Dos años y dos meses después de este escrito de despedida que hice convencido de lo peor, me sirve de colofón y despedida, ahora sí definitiva, de mi querida compañera perruna de estos últimos cuatro años. A las once de la noche, en mis brazos, con su mirada pendiente de la mía, asustada pero silenciosa, mi fiel Frida dejaba escapar su último aliento y se dormía plácidamente sobre mi regazo. Sólo quien ha compartido su vida con animales y los ha dejado que entren en su corazón, puede comprender el dolor terrible que puede causar esta pérdida, comparable perfectamente con la de un ser familiar querido.

Frida, la superviviente, viejecita de edad incierta, la resucitadora, que sobrevivió a la vida callejera, a las enfermedades y secuelas que le produjo, que de manera milagrosa se sobrepuso hace dos años contra todo pronóstico a lo que parecía evidente, con insuficiencia renal y respiratoria, con problemas cardíacos, sin dentadura, con un miedo y un pánico instalados en su cerebrito que le superaba cada vez que una puerta se cerraba de golpe o un ruido se producía a su alrededor….con todos los números de decir adiós una y otra vez, se ha resistido hasta lo inimaginable pero finalmente sus escasas fuerzas no han evitado el peor de los desenlaces.
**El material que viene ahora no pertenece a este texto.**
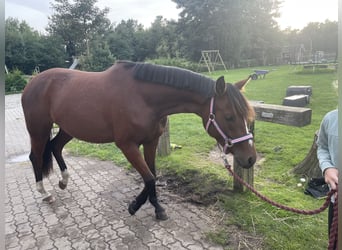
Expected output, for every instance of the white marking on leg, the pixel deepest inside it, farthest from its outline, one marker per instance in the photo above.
(41, 189)
(65, 177)
(250, 141)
Ahora queda para el recuerdo las múltiples escenas compartidas, los muchos momentos significativos, su carácter auténticamente fridiano de luchadora, con personalidad y obstinación. Siempre nos quedará su inevitable deje callejero, con su obsesiva persecución a las lagartijas, su interés por los pájaros y su odio visceral a los gatos. Tampoco se llevaba bien con los niños ruidosos o con los adultos excesivamente expresivos. Para evitar posibles problemas no dudaba en delatar a su compañera Pussy cada vez que soltaba sus excrementos en el lugar que no correspondía, como diciendo: que cada palo aguante su vela. Añoraré sus toques con las patitas invitándome a subirla a mi cama y dejarle que se colocase en mis piernas, ni sus exageradas muestras afectivas que incluían cabezazos y frotamientos intensos para provocar el esperado: Vamos, y así salir a la calle, a recuperar su naturaleza antaña. 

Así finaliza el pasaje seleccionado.